1 Corinthians 11: 24 NKJV 


Those little sticky notes are a good thing.  Many times, half of my day is looking at these little reminders to remind me what not to forget.  Sooner or later, however, I need to tear down all of those reminders in order to make space for a new batch of what not to forget.  And the cycle continues.  I was thinking the other day of our lives in Christianity and how we have those little reminders of things we need to remember.  Consider the cross for example.  For thousands of years the cross has been a symbol of Christianity.  You see a cross on the side of the road, and you immediately know that a church must be nearby.  I always found this a bit disconcerting.  Consider if you were Jesus (yes, as believers of Christ in us we proclaim that we are, in essence, Jesus), would you desire to memorialize your own death?  I don't believe that the symbol of the cross is meant to remind us of Jesus as much as what was done to Him.  When we gaze upon that cross in the church sanctuary, and we do well to recall the insults, the scourging and the nails in his flesh.  Yes, the cross is a reminder for us, but only if we see it in the right context.  The early followers of Jesus viewed the cross with fear.  Good thing to, because most of the time the Roman authorities were looking to put more followers of Jesus on more crosses.  It was the job of men like Saul (yes, the same Damascus Road experience Saul) to seek out and punish these followers of Jesus {Acts 9:1}.  As a result of this, I don't see the cross as a good symbol of Christianity.  Of course, the man-made Christian religion has developed plenty of symbols through the years.  Unfortunately, for someone who has been in the church for quite a while, these symbols are hard to see and have become commonplace.  

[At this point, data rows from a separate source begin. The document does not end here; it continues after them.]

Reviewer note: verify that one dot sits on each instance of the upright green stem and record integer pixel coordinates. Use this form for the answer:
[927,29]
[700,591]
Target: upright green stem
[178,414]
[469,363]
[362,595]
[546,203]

Among whom also we all once conducted ourselves in the lusts of our flesh, fulfilling the desires of the flesh and of the mind, and were by nature children of wrath, just as the others.  But God, who is rich in mercy, because of His great love with which He loved us, even when we were dead in our trespasses, made us alive together with Christ (by grace you have been saved).

Ephesians 2: 3 - 5 NKJV 


More than a few of the symbols of Christianity are disguised as the rituals we follow.  The holy communion, the offering (although I question this tradition) and baptism just to name a few.  Now, I know that I will catch some flack over any criticism of these seemingly Godly traditions, but it's ok.  I ask you only to look upon yourself and your own knowing of what it is that reminds you of Jesus.  For myself, I am reminded of Jesus whenever I think of that man I used to be.  That man who stood outside a strip club one night with the sudden knowing that I didn't belong there after all.  That is what reminds me of Jesus.  The fact that He first loved me in spite of myself {1 John 4:19}.  I don't need the symbol of a cross to remind me of Him.  I will go a step further and say that when we reduce our memory of Christ to that of a symbol, we lose the relationship we could have had with Him.  The apostle Paul didn't need a cross to remind him of that which Jesus had done in his life.  How He saved him from a life of persecuting Jesus to a life of speaking to His love and grace.  So intimate was Paul's relationship with Christ that he spoke to how his old man had been replaced by Jesus Himself {Galatians 2:20}.  For Paul, he lived only through Christ in him.  We do well to realize that despite all of the symbols and rituals, it is Jesus who never changes {Hebrews 13:8}.